Kazakhstan increased production, while Azerbaijan only cut 15 percent of what it had promised.
Markets are tightening because of voluntary production cuts, effective since January 1, led by the Organisation of the Petroleum Exporting Countries (OPEC) and allies including Russian Federation, aimed at forestalling a global glut.
Overall, global supply fell by 1.4 mbd to 99.7 mbd in January, according to the IEA, which said cuts imposed by authorities in the province of Alberta in Canada, which is not party to the Vienna Agreement, also contributed to the reduction.
Global oil cartel Opec said Tuesday it sharply reduced crude oil production last month, after heavyweight Saudia Arabia slashed output and exports fell in crisis-hit Venezuela.
Oil prices rose on Tuesday amid OPEC-led supply cuts and USA sanctions against Iran and Venezuela, although analysts expect surging US production and concerns over economic growth to keep markets in check.
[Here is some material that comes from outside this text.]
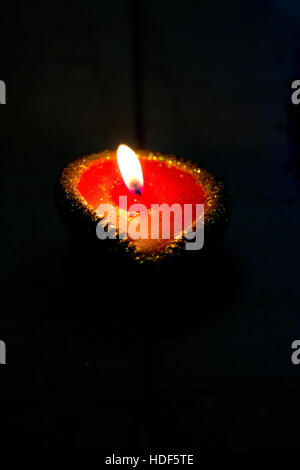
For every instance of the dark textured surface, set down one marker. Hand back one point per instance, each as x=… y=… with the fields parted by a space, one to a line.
x=216 y=83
"Oil prices have not increased alarmingly because the market is still working off the surpluses built up in the second half of 2018, when global supply is estimated to have exceeded demand by 1.3 mbd", said the IEA. "Reports are emerging that PDVSA is scrambling to secure new markets for its crude, after the United States placed additional sanctions on the country", ANZ bank said on Monday.
IEA figures show Venezuala's output dropping by roughly 30,000 barrels per day to 1.26 mbd.
"So far, there are no signs that other producers, e.g".
Brent crude rose two per cent to $62.74 a barrel.
The IEA also raised its estimate for the increase in non-OPEC crude supply in 2019 to 1.8 mbd, which is 0.3 mbd higher than previously.